OK...now the mind numbing possibilities of this being part of a 20km long belt. This is a possibility. The company has lots and lots of work to connect the dots here but we have some support in the form of the Soil Gas Hydrocarbon studies that were done and returned very good results at Laval's Mountain, some 8km to the North East and Beland about 6km to the South West. This is very far from a done deal, but we have support for this whole belt to be mineralized with 3-5g/t quartz. I have no clue how to put a number on that tonnage, so I will not.
The tonnage remains the critical factor here and that is why the company is pressing ahead so aggressively with their drilling program. They need to prove that the possibilities exist. The nice thing for us early investors is that we know we already have a base of mineralization giving us 1-2Million ounces. In Quebec, million ounce+ deposits not in production are usually priced at $75-125 per ounce in the ground. At 1 Million ounces at $75 per ounce, we should have a MC of 75 million dollars, about 3x our current market cap or 59 cents per share. That share price is using the most conservative of all the numbers we have talked about. The blue sky here is just huge.

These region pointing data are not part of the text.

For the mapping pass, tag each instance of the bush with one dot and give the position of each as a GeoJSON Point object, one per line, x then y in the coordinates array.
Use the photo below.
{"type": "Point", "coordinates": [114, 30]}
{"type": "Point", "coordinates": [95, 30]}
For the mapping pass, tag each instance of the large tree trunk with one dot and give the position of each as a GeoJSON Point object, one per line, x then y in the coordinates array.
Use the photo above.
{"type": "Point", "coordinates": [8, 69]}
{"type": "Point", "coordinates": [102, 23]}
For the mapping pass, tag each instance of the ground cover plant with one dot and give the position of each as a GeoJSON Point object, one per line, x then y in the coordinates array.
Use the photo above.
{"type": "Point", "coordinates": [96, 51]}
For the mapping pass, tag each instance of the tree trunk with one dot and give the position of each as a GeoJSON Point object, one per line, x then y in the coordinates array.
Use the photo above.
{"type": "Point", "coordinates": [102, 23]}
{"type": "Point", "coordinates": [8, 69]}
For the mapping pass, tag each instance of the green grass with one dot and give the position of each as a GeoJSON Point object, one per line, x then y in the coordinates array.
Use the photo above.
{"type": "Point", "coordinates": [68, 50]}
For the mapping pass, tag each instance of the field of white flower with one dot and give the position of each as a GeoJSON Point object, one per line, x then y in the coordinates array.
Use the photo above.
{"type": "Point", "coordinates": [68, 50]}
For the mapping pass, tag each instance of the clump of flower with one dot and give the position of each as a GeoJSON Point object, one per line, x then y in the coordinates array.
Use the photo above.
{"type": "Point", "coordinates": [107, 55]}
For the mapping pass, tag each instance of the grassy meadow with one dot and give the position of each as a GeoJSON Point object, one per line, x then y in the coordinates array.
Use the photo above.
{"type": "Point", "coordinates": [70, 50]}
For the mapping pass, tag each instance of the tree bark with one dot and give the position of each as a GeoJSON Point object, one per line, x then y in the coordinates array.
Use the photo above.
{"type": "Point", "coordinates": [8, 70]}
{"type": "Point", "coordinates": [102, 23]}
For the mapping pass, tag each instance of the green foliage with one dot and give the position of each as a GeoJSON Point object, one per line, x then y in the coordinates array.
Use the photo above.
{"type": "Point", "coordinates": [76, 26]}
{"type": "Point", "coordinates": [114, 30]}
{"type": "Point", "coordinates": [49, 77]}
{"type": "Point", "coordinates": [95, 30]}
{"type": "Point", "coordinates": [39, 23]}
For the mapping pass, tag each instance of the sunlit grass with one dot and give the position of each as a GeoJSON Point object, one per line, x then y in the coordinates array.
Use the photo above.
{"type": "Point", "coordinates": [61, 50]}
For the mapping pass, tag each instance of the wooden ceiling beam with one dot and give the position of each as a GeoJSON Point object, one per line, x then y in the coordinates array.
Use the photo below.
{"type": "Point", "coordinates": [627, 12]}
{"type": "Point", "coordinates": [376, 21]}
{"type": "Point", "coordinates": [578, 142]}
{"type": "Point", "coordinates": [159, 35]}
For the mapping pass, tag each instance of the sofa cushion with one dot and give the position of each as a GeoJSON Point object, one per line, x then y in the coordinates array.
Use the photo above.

The intangibles that I liked: Frank Candido gets it! He knows that to be successful, you have to both work the property and work the market. It is rare for a CEO to do both of those things well but I believe he is and the next few months should be very telling.
James Tilsley is a 72 year old man. I was expecting a frail old man but he is anything but frail...or old looking for that matter. He is a very vibrant (yet quite conservative when he speaks) intelligent man who has seen his share of gold deposits. He could easily be retired and golfing everyday but this project has him so excited, retirement will just have to wait.
So stick around people, call the company, talk to people, do your own DD, learn who you can trust and then make your own decisions. I am almost all in with this company right now and my track record is very good when I am invested heavily in one company. This one can be a life changer IMO.